How beautiful are thy feet in sandals, O prince's daughter! Thy rounded thighs are like jewels, the work of the hands of a skilful workman.
2 Karışık şarabın hiç eksilmediği Yuvarlak bir tas gibi göbeğin. Zambaklarla kuşanmış Buğday yığını gibi karnın.
Thy body is a round goblet, no mingled wine is wanting. Thy waist is a heap of wheat set about with lilies.
3 Sanki bir çift geyik yavrusu memelerin, İkiz ceylan yavrusu.
Thy two breasts are like two fawns that are twins of a roe.
4 Fildişi kule gibi boynun. Bat-Rabim Kapısı yanındaki Heşbon havuzları gibi gözlerin. Şam'a bakan Lübnan Kulesi gibi burnun.
Thy neck is like the tower of ivory. Thine eyes, the pools in Heshbon, by the gate of Bath-rabbim. Thy nose is like the tower of Lebanon which looks toward Damascus.
5 Karmel Dağı gibi duruyor başın, Pırıl pırıl mora çalar saçların. Kaküllerine tutsak oldu kral.
Thy head upon thee is like Carmel, and the hair of thy head like purple. The king is held captive in the tresses.
6 Ne güzel, ne çekicidir aşk! Zevkten zevke sürükler.
How fair and how pleasant thou are, O love, for delights!
7 Hurma ağacına benziyor boyun, Salkım salkım memelerin.
This thy stature is like to a palm tree, and thy breasts to its clusters.
8 “Çıkayım hurma ağacına” dedim, “Tutayım meyveli dallarını.” Üzüm salkımları gibi olsun memelerin, Elma gibi koksun soluğun,
I said, I will climb up into the palm tree. I will take hold of the branches of it. Let thy breasts be as clusters of the vine, and the smell of thy breath like apples,
9 En iyi şarap gibi ağzın. Sevgilimin dudaklarına, dişlerine doğru kaysın.
and thy mouth like the best wine, that goes down smoothly for my beloved, gliding through the lips and teeth.
10 Ben sevgilime aitim, O da bana tutkun.

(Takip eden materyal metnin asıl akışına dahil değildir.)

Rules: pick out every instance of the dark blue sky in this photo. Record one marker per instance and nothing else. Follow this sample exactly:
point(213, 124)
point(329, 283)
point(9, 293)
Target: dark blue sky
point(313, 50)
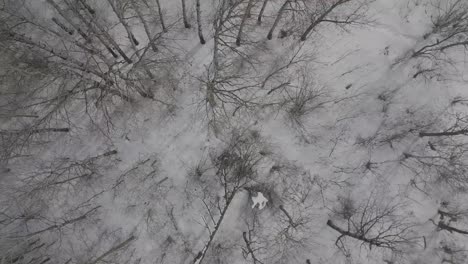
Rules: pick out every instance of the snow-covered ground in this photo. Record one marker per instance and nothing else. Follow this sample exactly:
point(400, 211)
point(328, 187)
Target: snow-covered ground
point(171, 194)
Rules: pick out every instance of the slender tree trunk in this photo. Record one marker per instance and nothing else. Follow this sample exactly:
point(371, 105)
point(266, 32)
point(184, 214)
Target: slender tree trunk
point(97, 34)
point(161, 18)
point(321, 18)
point(66, 17)
point(200, 32)
point(103, 32)
point(260, 15)
point(89, 8)
point(441, 134)
point(184, 15)
point(278, 18)
point(62, 26)
point(201, 255)
point(121, 18)
point(244, 19)
point(145, 26)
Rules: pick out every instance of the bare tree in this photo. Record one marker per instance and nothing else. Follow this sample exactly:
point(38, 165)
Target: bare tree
point(184, 15)
point(199, 23)
point(235, 169)
point(325, 13)
point(374, 223)
point(450, 28)
point(160, 14)
point(279, 15)
point(262, 10)
point(242, 24)
point(142, 19)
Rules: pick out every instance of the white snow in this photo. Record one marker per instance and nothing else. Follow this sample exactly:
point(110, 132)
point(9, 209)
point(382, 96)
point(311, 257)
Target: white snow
point(259, 200)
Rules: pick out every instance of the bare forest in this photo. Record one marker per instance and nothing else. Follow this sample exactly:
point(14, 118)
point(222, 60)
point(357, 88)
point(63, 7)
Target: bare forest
point(233, 131)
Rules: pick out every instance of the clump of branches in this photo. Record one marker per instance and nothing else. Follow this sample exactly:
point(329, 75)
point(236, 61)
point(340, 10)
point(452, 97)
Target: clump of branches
point(449, 33)
point(374, 223)
point(442, 158)
point(235, 168)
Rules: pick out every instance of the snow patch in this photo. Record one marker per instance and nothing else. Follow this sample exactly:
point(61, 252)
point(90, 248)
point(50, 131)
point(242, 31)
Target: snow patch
point(260, 200)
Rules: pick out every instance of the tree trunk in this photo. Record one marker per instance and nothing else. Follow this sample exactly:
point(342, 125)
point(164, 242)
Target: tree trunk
point(441, 134)
point(201, 255)
point(121, 18)
point(321, 18)
point(244, 18)
point(200, 32)
point(62, 26)
point(278, 18)
point(105, 34)
point(145, 26)
point(66, 17)
point(161, 18)
point(184, 15)
point(90, 10)
point(259, 19)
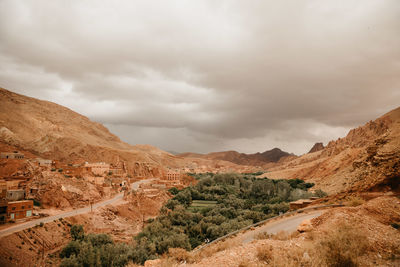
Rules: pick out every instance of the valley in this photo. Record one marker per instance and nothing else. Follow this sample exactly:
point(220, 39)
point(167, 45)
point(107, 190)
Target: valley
point(143, 206)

I am my beloved's, and his desire is toward me.
11 Gel, sevgilim, kıra çıkalım, Köylerde geceleyelim.
Come, my beloved, let us go forth into the field. Let us lodge in the villages.
12 Bağlara gidelim sabah erkenden, Bakalım, asma tomurcuk verdi mi? Dalları yeşerdi mi, Narlar çiçek açtı mı, Orada sevişeceğim seninle.
Let us get up early to the vineyards. Let us see whether the vine has budded, its blossom is open, the pomegranates are in flower. There I will give thee my love.
13 Mis gibi koku saçıyor adamotları, Kapımızın yanıbaşında Taze, kuru, Her çeşit seçme meyve var. Senin için sakladım onları, sevgilim.
The mandrakes give forth fragrance. And at our doors are all manner of precious fruits, new and old, which I have laid up for thee, O my beloved.